Saturday, May 29, 2010

A Big Fish Story

I caught a monster fish this last weekend. I'd like to say that the act of sticking this toad was due to sheer talent or skill, but I know that isn't entirely true. I could also say that I was simply lucky, which I was to some extent, but that wasn't entirely true either. I think what it boiled down to was a combination of being at the right place and time (luck) and having an adequate fly presentation acceptable for old uncle Walter (skill).  Personally, I believe that luck favors the prepared. 

It had already been a fantastic fishing trip because earlier that afternoon the bite had turned on in a BIG BIG way. It was quite possibly the best afternoon of trout fishing I have ever had as every 5th or 6th cast produced a slam on the end of my flyline. Each fish was not just the average fish, which for this lake is big in its own right, but the were big chunky trout. The afternoon produced 6 fish between 7 and 10 lbs. Unbelievable fishing. When the action finally died, we celebrated with numerous cheeseburgers and beers while lauding our afternoon's piscatorial conquests.

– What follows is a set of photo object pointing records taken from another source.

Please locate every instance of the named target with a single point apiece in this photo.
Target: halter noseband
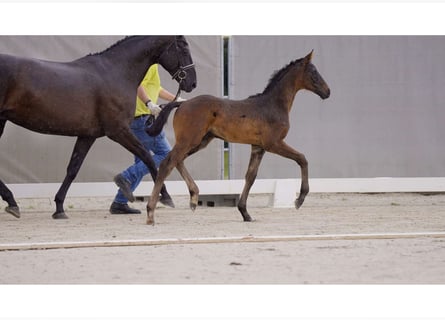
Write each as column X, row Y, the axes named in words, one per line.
column 181, row 73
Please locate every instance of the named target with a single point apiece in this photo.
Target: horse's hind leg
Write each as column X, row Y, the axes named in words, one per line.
column 5, row 193
column 256, row 156
column 81, row 148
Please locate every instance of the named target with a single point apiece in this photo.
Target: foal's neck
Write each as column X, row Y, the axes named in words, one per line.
column 285, row 90
column 137, row 55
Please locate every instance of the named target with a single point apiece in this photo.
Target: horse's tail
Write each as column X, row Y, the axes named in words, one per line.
column 162, row 118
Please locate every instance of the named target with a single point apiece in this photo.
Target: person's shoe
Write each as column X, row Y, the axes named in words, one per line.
column 14, row 210
column 124, row 186
column 121, row 208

Even then with a full belly, a beer buzz, and the knowledge that I should be satisfied with the days fishing I found that I was still unsatisfied. The urge inside of me beckoned me back to the water to continue fishing.  As the sun began it's evening decent into the horizon so did I launch from shore in my pontoon boat.

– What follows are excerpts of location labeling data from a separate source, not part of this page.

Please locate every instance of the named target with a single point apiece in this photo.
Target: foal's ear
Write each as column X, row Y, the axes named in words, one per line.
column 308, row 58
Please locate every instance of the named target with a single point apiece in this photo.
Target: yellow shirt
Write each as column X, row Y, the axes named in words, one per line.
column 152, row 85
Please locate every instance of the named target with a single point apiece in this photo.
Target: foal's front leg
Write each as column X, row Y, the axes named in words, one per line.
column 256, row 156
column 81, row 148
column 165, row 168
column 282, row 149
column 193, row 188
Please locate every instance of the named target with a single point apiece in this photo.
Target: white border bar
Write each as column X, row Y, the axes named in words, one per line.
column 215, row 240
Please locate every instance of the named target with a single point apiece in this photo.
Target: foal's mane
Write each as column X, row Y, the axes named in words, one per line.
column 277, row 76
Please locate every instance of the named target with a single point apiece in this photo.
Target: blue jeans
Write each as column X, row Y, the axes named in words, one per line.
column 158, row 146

By this point in the trip my path around the lake was well grooved. I had made the same casts over the same water dozens of times over the weekend. As my attention was diverted to the next positioning of my boat, my line went tight. This wasn't the same slam I had gotten all afternoon, but rather a more delicate pull on the line. The fish's initial response wasn't typical for a big fish as I was given a few quick head shakes usually indicative of a smaller fish. The secondary response of a blistering run into my backing and towards the nearest weed patch slapped the beer buzz away with a new found focus on this particular fish.

I had to pull my anchor up with my non casting hand (an awkward process at best let alone with only one hand) and then I was able to give chase. Paddling after the fish, I had to get my backing back and get some fly line on the reel so that I could put some semblance of side pressure on the fish and steer him out of the weeds. The fish still made it into the weed bed, but (luckily or purposefully?) I had been fishing heavier tippet all weekend and it held the fish as it shook through the vegetation. After a lengthy tug of war, the fish was finally tired enough to come to the net and I had a new personal record. A 31" and 16lbs rainbow trout.  Now, I was completely satisfied.